Please excuse me if I don’t rend my clothes and rage at the gods in disbelief on this one.
When the Republicans blinked this summer and kept the government running so that this collection of thieves could get together for a few months to fiddle while Rome burns, I knew we were boned. The truth is this: Our spending, including the military and entitlement programs, is going to be cut. We can either cut it voluntarily and in a way that softens the blow, or we can let the bond market dry up and then fight over the scraps. Either way is going to suck, but the path of inaction chosen by Congress pretty much amounts to people on the side of a volcano going out to watch the fireworks as the lava flows inexorably closer.
So what do I expect to happen?
For one, the stock and bond markets are going to start swinging wildly, but with a general downward curve for the near term. The prices of real things, like gold, are going to restart their steady climb upwards. Look for our national credit rating to take another hit. In order to get suckers, I mean buyers, to purchase government bonds to continue to pay for the bread and circuses, the government is going to have to offer higher and higher interest rates, which will drive up the cost of credit for everyone.

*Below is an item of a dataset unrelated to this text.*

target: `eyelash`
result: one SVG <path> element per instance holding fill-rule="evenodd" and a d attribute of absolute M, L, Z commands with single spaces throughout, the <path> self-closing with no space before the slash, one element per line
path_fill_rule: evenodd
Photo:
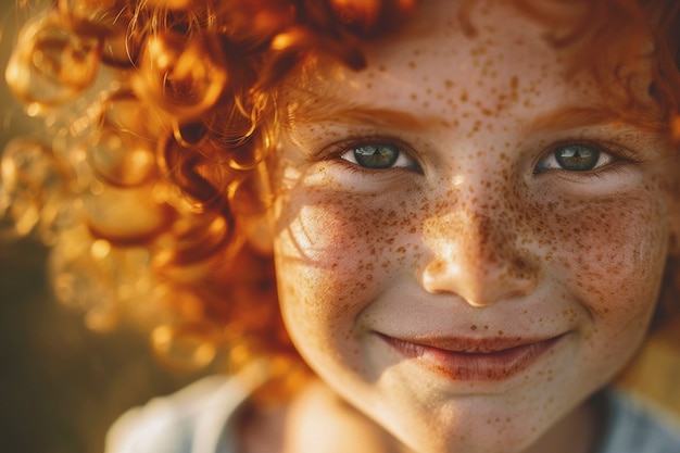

In the long run, I see a general slump in the economy as raising prices drive most of us out of the non-essential markets, meaning nothing other than food, clothing, energy, and housing. Hardest hit will be what’s left of our manufacturing industries. It’s cheaper to repair an old car than it is to buy a new one when you’re worried about whether or not you’ll be able to afford groceries this week. I see unemployment going nowhere fast, and a lot of people will drop off of the unemployment tracking as they just give up.
Doom and gloom? Yep. Accurate? I hope not, but then again, hope isn’t a plan.
It’s past time we accepted that we can’t cash all the checks we’ve written in this country since 1934. We have to cut back, way back. $1.2 billion over a decade wasn’t going to adequate, but at least would have been a good start. Now we get to make popcorn and watch the thriving economy our grandparents created grind itself into the dust.